/DisasterResponsePipeline

Using a dataset of real tweets and texts that were sent during disaster events, I created a machine learning pipeline (multiclass classifier) to categorize messages, which could be used by disaster relief agencies to funnel messages to the relevant disaster relief teams during future disasters.

Primary LanguagePython

Disaster Response Pipeline Project

Installation

Python 3.x
Libraries: numpy, pandas, sqlalchemy, nltk, re, sklearn, pickle, json, plotly, flask

Project Motivation

Using a dataset of real tweets and texts that were sent during disaster events, I created a machine learning pipeline (multiclass classifier) to categorize messages, which could be used by disaster relief agencies to funnel messages to the relevant disaster relief teams during future disasters.

The project also includes a web app where a user can input a new message and get classification results in all of the possible categories. The web app will also display visualizations of the data.
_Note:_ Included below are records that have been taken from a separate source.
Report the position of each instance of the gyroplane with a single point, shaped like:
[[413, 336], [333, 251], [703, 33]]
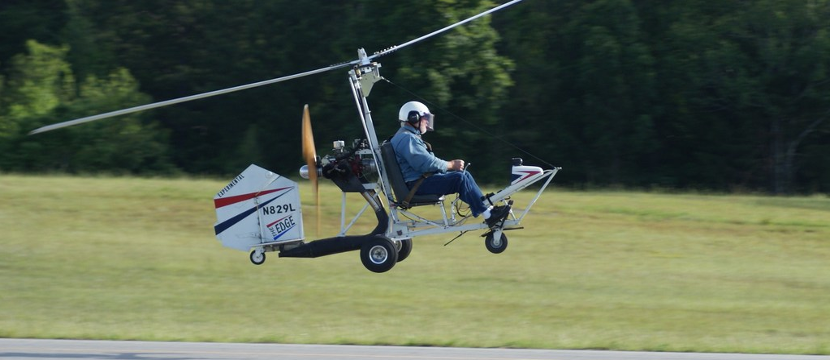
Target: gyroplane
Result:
[[259, 211]]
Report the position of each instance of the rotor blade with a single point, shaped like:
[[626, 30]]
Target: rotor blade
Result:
[[184, 99], [436, 32], [310, 156]]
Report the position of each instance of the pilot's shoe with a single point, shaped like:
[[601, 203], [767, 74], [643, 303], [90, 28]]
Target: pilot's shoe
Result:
[[497, 214]]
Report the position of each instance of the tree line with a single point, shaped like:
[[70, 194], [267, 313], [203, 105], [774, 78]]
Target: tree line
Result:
[[681, 95]]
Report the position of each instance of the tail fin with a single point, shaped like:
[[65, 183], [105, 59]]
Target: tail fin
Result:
[[258, 207]]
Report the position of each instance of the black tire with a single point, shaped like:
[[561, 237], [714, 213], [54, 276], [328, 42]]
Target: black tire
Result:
[[379, 254], [257, 260], [496, 246], [406, 248]]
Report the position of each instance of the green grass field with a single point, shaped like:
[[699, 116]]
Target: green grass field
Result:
[[125, 258]]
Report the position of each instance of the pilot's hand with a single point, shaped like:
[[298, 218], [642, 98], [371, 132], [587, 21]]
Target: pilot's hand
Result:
[[455, 165]]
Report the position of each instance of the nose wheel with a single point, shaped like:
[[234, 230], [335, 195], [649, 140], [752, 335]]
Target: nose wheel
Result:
[[379, 255], [496, 245]]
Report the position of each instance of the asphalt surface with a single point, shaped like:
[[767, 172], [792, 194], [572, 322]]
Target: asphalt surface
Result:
[[14, 349]]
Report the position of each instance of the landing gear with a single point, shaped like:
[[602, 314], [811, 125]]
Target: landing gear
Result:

This provides a way for emergency workers to see how the model is working for individual messages, but in practice, this would not be efficient during an actual disaster and instead the model would be run on many messages simultanouesly and perhaps even automatically forward messages to the proper agency based on the category.

File Descriptions

data/disaster_messages.csv: original dataset with columns for message id, message, original message, and genre.
data/disaster_categories.csv: original dataset with columns for message id and message categories (hand labled).
data/process_data.py: ETL pipeline that takes data from csv's (above), cleans it, and stores it in a sqlite database.
data/DisasterResponse.db: The database created by process_data.py (above).
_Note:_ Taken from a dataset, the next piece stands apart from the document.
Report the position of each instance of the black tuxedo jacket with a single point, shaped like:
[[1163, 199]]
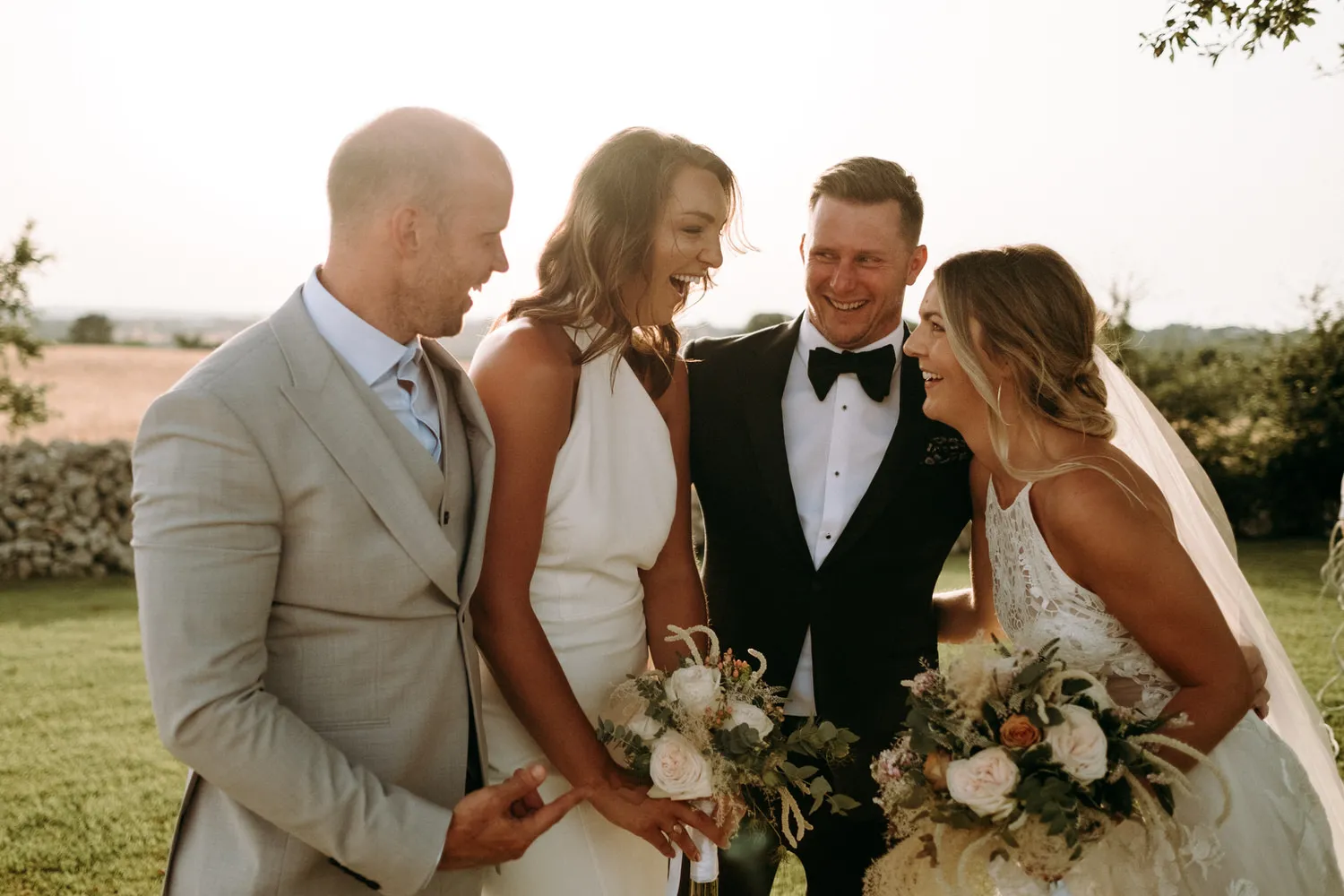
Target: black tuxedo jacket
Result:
[[870, 603]]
models/train_classifier.py: ML pipeline that uses DisasterResponse.db (above) as input, then builds, trains, evaluates and saves a multioutput classifier supervised learning model to predict categories given a message.
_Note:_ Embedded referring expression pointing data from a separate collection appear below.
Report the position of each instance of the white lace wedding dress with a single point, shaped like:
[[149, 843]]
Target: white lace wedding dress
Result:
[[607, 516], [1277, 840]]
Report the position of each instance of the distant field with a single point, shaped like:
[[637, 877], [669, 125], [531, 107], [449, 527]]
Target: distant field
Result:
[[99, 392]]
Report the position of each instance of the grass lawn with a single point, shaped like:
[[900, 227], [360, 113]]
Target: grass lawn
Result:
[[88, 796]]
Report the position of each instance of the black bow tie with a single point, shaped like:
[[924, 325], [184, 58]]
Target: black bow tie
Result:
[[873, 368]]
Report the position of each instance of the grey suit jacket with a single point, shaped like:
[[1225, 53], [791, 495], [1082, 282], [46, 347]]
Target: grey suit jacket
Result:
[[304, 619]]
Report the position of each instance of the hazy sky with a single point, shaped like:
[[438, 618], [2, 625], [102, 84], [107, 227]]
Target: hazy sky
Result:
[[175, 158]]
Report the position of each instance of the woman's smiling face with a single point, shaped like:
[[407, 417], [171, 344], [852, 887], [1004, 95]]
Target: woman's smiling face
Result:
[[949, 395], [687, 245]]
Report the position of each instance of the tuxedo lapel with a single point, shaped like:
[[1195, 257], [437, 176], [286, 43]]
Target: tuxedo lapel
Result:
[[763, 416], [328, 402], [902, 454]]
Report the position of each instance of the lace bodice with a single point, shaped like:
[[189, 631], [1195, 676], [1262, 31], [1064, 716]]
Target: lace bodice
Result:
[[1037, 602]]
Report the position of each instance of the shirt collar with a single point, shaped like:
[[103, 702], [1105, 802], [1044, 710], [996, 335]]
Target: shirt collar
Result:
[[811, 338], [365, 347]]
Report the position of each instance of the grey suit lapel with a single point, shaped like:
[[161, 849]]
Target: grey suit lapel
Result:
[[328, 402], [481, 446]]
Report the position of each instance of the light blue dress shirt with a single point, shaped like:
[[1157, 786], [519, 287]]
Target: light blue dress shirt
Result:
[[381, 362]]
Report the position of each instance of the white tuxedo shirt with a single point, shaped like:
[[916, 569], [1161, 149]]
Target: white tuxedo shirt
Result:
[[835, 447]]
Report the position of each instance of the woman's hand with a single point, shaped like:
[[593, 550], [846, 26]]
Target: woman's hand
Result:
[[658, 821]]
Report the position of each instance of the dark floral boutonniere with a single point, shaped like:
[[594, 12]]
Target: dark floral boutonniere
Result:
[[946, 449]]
app/templates: webpage templates for run.py
app/run.py: Creates flask web app that displays basic graphs of the original data and uses the ML model (above) to classify messages typed in at the webpage.

How to Make it All Work

  1. Install any necessary software from Installation section (above).

  2. Run the following commands in the project's root directory to set up your database and model.

    • To run ETL pipeline that cleans data and stores in database python data/process_data.py data/disaster_messages.csv data/disaster_categories.csv data/DisasterResponse.db
    • To run ML pipeline that trains classifier and saves python models/train_classifier.py data/DisasterResponse.db models/classifier.pkl
  3. Run the following command in the app's directory to run your web app. python run.py

  4. Go to http://0.0.0.0:3001/

  5. Follow the prompt on the web app to type in or paste in a disaster-related message to see what categories the model classifies it as.

Acknowledgements

This project is part of Udacity's Data Scientist Nanodegree and as such uses some starter code and verbiage provided by Udacity. Additionally, as already mentioned, the original datasets are provided by Figure Eight (Appen).